Getting sober and staying sober is a huge challenge for anyone. The one-day-at-a-time approach is central to the therapy and recovery supported by, for example, Alcoholics Anonymous. Relapse is an ever-present threat that can arrive from any direction and any time. There are many tools and approaches that can be learned and incorporated to shore up a person’s resolve and stop them reverting to habitual and self-destructive patterns; but finding them is one thing – utilising them is the holy grail of recovery.
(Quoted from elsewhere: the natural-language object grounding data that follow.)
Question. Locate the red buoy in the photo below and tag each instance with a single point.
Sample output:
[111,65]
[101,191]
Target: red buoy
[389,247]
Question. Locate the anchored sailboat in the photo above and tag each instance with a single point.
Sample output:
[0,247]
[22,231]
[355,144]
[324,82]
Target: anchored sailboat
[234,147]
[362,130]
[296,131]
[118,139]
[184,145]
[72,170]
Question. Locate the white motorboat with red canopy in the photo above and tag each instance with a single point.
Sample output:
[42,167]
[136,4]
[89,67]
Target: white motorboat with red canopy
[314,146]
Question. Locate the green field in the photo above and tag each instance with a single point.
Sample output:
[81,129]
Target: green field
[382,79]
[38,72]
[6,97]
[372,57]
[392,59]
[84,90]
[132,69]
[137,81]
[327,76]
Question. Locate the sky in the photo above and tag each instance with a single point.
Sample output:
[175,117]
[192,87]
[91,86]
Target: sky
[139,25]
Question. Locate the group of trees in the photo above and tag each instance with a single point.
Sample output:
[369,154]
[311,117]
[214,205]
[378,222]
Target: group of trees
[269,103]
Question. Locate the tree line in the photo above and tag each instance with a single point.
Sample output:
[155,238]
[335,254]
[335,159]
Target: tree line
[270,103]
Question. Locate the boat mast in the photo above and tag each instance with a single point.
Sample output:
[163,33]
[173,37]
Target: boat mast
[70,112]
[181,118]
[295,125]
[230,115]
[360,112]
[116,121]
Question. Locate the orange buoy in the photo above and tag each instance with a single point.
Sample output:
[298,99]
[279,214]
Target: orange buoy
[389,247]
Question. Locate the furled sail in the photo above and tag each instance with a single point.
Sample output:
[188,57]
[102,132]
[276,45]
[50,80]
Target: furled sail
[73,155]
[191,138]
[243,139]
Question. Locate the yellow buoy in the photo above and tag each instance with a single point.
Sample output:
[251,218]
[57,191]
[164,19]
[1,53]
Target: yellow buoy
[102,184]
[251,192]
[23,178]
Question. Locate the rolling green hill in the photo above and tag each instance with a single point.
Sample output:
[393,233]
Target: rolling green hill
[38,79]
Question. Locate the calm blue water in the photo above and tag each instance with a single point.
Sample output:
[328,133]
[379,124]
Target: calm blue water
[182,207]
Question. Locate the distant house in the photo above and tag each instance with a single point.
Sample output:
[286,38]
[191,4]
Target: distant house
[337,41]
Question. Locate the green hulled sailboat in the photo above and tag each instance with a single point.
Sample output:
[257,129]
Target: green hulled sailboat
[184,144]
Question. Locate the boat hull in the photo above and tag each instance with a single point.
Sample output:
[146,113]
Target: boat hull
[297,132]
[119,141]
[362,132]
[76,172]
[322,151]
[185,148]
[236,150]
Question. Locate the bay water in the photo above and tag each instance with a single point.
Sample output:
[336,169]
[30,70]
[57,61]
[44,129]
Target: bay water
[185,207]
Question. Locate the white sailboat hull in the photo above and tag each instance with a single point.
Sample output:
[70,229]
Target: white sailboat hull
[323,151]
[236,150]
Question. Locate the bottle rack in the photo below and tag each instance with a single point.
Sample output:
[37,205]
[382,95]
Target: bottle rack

Removing a perceived stigma, and understanding that alcoholism is a user’s adaptive response to their lived experience, can help demystify alcohol’s addictive hold.
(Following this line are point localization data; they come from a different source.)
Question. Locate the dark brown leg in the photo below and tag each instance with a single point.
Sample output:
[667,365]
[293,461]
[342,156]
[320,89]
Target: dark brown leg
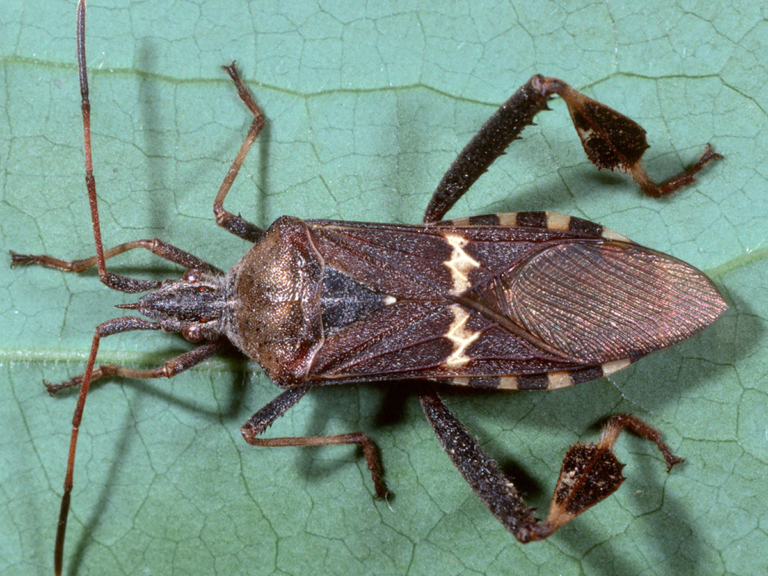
[610,139]
[260,421]
[590,473]
[168,369]
[156,246]
[114,326]
[236,224]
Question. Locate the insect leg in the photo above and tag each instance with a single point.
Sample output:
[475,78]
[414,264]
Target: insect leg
[236,224]
[262,419]
[610,139]
[156,246]
[168,369]
[114,326]
[589,474]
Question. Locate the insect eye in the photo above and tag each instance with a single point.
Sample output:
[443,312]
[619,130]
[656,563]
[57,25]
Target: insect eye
[192,333]
[191,276]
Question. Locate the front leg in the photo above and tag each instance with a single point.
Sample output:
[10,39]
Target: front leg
[610,139]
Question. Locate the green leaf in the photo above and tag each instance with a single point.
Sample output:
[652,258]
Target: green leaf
[367,104]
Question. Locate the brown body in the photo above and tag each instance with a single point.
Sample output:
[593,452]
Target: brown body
[530,300]
[506,302]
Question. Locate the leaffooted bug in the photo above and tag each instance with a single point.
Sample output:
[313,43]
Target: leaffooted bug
[530,300]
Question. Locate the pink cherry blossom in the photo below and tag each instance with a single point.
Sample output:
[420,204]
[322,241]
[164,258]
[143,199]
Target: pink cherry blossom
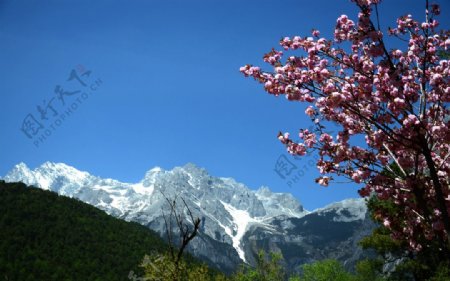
[396,98]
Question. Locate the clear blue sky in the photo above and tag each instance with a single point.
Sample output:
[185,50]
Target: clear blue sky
[171,92]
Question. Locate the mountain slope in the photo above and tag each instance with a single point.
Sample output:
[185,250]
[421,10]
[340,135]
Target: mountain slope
[235,219]
[49,237]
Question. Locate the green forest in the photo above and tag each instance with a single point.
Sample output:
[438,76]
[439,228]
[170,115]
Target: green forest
[45,236]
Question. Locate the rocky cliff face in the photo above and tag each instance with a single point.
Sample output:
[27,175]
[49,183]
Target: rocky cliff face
[236,221]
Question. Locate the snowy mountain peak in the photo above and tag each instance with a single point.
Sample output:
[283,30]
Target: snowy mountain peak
[228,209]
[347,210]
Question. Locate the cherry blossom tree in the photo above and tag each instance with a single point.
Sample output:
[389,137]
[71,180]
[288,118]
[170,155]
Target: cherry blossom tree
[397,99]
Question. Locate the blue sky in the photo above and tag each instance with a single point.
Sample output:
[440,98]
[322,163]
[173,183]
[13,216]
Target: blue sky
[163,88]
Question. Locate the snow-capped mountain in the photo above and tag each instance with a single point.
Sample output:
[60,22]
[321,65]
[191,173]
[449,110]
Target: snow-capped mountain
[235,220]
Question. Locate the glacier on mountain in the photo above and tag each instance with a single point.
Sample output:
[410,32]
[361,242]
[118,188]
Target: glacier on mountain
[230,211]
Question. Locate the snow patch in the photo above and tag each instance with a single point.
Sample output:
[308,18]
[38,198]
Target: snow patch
[141,189]
[241,219]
  • According to the National Institute On Drug Abuse, the relapse rate in addiction recovery is around 40–60%
  • The risk of relapse decreases by about 7% for each year of abstinence from alcohol (Alcohol: Clinical and Experimental Research)
  • The introduction of the Health and Social Care Act 2012 saw the abolition of the Alcohol Education and Research Council and means responsibility for alcohol treatment now rests with local councils2, not the UK government. ‘Austerity’ has led to these services seeing funding cuts of £170 million
  • ‘There’s a feeling of hopelessness, as addiction services like ours do everything they can to help those suffering with alcohol and drug addiction, knowing full well that alone, we won’t be able to provide essential and potentially life-saving care to everyone that needs it.’ (Lester Morse, director, Rehabs UK)
  • Celebrity alcohol addicts who have relapsed include: Lindsay Lohan, Britney Spears, Robert Downey Jr, George Best, Amy Winehouse, John Bonham, Johnny Cash, Robin Williams, Matthew Perry
  • Many musicians have explored the complex nature of relapse/addiction: ‘The Beast In Me’ by Johnny Cash; ‘You Feel So Lonely You Could Die’ by David Bowie; ‘Rehab’ by Amy Winehouse

1 Alcoholics Anonymous: The Story of How More Than One Hundred Men Have Recovered from Alcoholism

2 In England and Wales

Benefits of animation

  • Animation is accessible, especially via social media, and completely free to air for people who require it (via mobile phones).
  • Animation can reach cohorts who struggle to read and write, eg those with a neurodivergence (20% of the population) and/or SEND (15% of the population).
  • Animation can be translated to reach people for whom English is not the first language.
  • Waiting times for CAMHS and community mental health services is typically months – from script to screen, an animation can be created in two weeks, making it ideal for ‘disaster’ work.
  • Animation voiceovers can be quickly translated and revoiced in any language at a rough cost of only £1000.
  • While the initial animation can cost about £10k, subsequent digital copies are completely free (unlike print). Small amendments to ‘end slates’ to, for example, localise helpline numbers cost very little, so one trauma video can be used 10,000 times nationally at pretty much no extra cost.
  • Animation works brilliantly across all social media channels so it’s instantly and freely accessible and provides a ‘language’ for the person and their caregivers to understand what’s going on.
  • Still images can be taken from the animation and used within other collateral. For example, a dozen still images can be laid out in front of a child, enabling them to choose which image from the animation spoke to them (a good way to introduce tricky subjects, eg sexual abuse).